Using the existent articles has these advantages:

  • It doesn't pollute either the git repository, nor the project directory nor the mkdocs configuration file.
  • We can fetch the last published date per feed before parsing the commits, so instead of analyzing the whole history, we can go from the newest till the desired dates, making the algorithm more efficient..
  • We don't overwrite the existent articles, so if the user makes changes on them, they are respected.

The disadvantage is that we need to code the extraction of that dates from the files collection, but it should not be difficult.

Assuming that we have the existent articles organized following 004, we can create a function that reads the files attribute from the on_files event and deduces the date of the last change of the last newsletter article for each feed.

Parse the commit messages

We can:

After reviewing the existent libraries, I've found that python-semantic-release exposes the parsed data in a friendlier way. The only drawback is that it uses NamedTuples for the objects that hold the parsed data, so if we want to change one, we need to create a new one from the old.

Using an existent library, if it's well maintained, is always better than writing your own.
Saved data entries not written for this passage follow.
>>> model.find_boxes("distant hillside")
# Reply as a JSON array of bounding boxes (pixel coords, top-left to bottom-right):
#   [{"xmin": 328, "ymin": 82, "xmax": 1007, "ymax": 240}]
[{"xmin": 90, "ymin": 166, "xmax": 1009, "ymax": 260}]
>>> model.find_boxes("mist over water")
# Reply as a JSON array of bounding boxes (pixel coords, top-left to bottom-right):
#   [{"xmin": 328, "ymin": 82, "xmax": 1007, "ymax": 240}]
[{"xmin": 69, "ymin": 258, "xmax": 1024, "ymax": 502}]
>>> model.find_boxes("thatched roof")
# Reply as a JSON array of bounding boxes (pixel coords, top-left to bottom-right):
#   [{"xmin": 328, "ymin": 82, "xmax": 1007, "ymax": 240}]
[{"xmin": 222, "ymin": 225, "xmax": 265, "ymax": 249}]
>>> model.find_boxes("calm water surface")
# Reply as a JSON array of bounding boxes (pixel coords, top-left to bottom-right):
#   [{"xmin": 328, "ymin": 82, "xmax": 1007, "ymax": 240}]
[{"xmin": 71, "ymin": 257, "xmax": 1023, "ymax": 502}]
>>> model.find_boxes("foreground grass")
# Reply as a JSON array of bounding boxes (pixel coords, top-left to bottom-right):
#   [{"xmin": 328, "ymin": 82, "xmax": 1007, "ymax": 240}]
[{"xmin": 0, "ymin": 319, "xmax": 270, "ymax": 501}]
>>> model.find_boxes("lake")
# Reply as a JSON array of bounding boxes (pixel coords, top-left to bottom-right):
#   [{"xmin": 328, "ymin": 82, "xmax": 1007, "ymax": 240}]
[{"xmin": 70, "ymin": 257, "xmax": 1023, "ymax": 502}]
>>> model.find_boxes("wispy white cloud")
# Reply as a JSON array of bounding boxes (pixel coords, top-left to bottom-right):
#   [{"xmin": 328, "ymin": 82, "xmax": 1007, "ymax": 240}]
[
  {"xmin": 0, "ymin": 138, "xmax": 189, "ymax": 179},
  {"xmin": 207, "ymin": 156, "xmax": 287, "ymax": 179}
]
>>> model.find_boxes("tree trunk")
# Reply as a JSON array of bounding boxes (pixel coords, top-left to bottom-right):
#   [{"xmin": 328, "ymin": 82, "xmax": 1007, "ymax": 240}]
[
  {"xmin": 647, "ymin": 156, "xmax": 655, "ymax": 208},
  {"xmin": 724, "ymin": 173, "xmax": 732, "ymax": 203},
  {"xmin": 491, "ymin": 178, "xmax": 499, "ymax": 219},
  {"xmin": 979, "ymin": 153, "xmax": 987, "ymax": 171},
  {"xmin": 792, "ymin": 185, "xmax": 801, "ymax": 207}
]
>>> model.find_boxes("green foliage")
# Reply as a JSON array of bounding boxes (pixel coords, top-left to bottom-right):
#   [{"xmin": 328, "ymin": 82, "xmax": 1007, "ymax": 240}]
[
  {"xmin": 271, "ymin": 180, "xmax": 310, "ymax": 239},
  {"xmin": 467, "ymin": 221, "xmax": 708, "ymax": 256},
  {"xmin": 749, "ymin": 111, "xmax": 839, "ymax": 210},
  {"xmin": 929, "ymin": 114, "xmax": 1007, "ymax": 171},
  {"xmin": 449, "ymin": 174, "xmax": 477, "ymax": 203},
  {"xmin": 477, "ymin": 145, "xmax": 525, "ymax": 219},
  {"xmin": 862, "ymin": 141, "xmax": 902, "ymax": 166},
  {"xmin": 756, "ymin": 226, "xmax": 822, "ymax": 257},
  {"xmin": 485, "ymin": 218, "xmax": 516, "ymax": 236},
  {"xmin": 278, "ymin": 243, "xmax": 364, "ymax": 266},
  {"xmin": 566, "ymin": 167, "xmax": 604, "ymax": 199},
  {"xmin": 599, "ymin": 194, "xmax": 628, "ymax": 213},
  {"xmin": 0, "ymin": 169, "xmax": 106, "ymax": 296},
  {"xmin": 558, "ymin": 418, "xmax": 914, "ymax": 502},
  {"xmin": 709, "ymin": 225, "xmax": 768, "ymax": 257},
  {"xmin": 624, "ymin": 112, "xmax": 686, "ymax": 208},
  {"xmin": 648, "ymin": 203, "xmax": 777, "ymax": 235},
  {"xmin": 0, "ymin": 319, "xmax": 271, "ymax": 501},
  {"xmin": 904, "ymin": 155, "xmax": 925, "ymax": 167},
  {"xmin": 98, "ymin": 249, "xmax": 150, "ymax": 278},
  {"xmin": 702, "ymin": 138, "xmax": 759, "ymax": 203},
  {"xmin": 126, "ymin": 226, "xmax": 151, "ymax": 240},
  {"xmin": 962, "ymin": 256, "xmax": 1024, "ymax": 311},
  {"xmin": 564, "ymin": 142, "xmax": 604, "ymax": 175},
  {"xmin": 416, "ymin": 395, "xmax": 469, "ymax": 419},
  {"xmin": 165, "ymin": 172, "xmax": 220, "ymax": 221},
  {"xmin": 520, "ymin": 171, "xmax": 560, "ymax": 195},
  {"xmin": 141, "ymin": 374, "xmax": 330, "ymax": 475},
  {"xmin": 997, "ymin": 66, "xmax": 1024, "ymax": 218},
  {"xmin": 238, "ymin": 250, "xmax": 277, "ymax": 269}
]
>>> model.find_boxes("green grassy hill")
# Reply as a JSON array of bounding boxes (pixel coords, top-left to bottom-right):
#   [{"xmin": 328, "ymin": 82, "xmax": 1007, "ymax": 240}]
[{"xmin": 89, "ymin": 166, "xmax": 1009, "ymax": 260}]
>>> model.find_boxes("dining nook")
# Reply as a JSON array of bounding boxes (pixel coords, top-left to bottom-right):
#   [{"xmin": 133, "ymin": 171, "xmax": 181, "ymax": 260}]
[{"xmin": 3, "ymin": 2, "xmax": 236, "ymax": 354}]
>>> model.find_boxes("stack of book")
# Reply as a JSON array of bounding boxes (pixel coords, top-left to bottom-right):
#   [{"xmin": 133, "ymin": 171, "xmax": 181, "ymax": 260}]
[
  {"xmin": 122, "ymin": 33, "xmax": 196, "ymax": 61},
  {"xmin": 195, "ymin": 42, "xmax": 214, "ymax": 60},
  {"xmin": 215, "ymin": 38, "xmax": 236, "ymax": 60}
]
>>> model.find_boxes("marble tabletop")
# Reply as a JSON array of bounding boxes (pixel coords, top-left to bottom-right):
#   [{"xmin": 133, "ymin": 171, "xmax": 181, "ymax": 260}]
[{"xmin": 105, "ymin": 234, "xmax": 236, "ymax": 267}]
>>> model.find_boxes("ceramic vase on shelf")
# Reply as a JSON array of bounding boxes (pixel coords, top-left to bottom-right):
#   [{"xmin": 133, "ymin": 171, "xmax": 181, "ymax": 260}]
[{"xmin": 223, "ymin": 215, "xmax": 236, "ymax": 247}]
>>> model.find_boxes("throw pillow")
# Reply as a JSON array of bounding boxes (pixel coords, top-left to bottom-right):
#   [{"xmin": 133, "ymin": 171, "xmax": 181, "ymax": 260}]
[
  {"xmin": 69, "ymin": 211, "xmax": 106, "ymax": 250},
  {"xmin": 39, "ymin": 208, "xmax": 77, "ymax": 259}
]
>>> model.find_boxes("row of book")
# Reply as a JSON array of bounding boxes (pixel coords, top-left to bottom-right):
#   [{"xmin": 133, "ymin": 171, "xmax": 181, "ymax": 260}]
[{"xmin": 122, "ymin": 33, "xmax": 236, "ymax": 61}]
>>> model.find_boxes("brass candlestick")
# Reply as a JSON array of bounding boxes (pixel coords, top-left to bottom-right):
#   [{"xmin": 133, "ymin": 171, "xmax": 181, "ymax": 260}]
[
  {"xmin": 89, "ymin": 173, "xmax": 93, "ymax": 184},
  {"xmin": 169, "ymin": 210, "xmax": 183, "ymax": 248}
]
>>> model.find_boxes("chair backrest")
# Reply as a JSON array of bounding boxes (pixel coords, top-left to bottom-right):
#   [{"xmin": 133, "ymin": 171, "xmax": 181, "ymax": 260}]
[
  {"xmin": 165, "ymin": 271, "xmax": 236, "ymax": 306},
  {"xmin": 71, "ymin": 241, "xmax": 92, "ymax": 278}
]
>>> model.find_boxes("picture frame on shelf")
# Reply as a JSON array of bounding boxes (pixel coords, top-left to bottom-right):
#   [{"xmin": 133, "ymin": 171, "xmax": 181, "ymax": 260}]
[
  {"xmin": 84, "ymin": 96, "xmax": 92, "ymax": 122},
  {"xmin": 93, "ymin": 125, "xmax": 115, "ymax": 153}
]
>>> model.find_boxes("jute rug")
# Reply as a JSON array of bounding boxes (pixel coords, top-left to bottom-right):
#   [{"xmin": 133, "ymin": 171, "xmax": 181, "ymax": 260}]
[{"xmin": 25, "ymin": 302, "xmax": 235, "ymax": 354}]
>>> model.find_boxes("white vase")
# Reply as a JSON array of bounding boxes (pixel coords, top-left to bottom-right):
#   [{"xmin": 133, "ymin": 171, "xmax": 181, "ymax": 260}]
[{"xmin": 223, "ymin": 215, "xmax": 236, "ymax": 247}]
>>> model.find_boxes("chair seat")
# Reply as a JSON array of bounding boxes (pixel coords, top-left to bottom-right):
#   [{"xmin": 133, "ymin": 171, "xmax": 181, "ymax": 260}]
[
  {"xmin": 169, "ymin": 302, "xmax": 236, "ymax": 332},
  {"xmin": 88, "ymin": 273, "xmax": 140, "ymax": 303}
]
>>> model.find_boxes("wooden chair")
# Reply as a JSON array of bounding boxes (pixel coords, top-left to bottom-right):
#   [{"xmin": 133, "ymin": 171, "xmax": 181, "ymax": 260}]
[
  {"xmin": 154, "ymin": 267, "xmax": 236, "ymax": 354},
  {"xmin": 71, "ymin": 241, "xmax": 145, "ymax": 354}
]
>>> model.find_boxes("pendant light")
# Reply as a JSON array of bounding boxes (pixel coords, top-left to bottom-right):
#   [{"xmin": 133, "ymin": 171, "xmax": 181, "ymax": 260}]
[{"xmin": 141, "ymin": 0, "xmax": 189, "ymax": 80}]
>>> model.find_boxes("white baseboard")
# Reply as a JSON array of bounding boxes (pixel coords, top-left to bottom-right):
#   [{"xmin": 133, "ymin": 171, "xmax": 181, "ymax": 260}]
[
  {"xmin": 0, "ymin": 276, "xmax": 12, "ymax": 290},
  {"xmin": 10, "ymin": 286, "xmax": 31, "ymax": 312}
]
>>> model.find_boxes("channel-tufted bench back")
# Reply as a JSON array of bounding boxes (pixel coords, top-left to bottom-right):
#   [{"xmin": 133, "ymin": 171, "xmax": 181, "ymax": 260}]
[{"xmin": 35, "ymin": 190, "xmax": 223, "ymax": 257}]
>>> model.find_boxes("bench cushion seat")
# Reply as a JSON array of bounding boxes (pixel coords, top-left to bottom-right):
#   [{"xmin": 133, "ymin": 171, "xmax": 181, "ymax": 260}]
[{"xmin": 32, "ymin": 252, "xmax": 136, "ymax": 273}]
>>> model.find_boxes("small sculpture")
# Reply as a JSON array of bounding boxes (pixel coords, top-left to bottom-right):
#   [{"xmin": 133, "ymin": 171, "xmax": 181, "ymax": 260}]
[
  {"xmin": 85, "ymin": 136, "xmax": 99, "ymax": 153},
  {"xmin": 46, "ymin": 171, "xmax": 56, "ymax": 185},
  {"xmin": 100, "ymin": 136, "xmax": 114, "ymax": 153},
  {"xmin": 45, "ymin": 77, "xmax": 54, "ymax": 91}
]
Extract file context from the MkDocs nav

For each file that contains changes, we need to deduce the relative position in the nav against the rest of articles. This is necessary so we're able to group changes together by category, subcategory and file later in the newsletter creation.

We can use the Deepdiff to locate the file in the nav tree, and then extract the context information from the path.

Get the changes that need to be added to the newsletter articles

For a change to be added to each feed it needs to:

  • year: Be made before the first day of the year and after the last published change in the year feed.
  • month: Be made before the first day of the month and after the last published change in the month feed.
  • week: Be made before the last Monday and after the last published change in the week feed.
  • day: Be made before today and after the last published change in the day feed.

Decision

We will:

  • Run this phase in the on_files MkDocs event to be able to have the list of articles to process.
  • Deduce the last published date from existent articles as it's the cleanest solution in terms of repository pollution.
  • Extract the last published dates before we parse the commit messages.
  • Process only the commits that are posterior to those dates.
  • Use python-semantic-release library to parse the commit messages.
  • Extract file context from the MkDocs nav
  • Get the changes that need to be added to the newsletter articles with the different feeds.

Consequences

We don't have to write the parsing logic, it's maintained by the community and it needs few changes to fulfill our needs.

Advantages:

  • We'll know between builds which changes have been already published.
  • We'll reduce the amount of commits that we parse, thus making the process more efficient.
  • We wont overwrite manual user changes in the published articles.

Disadvantages:

  • We need to code and maintain the extraction of last published date from the list of repository files.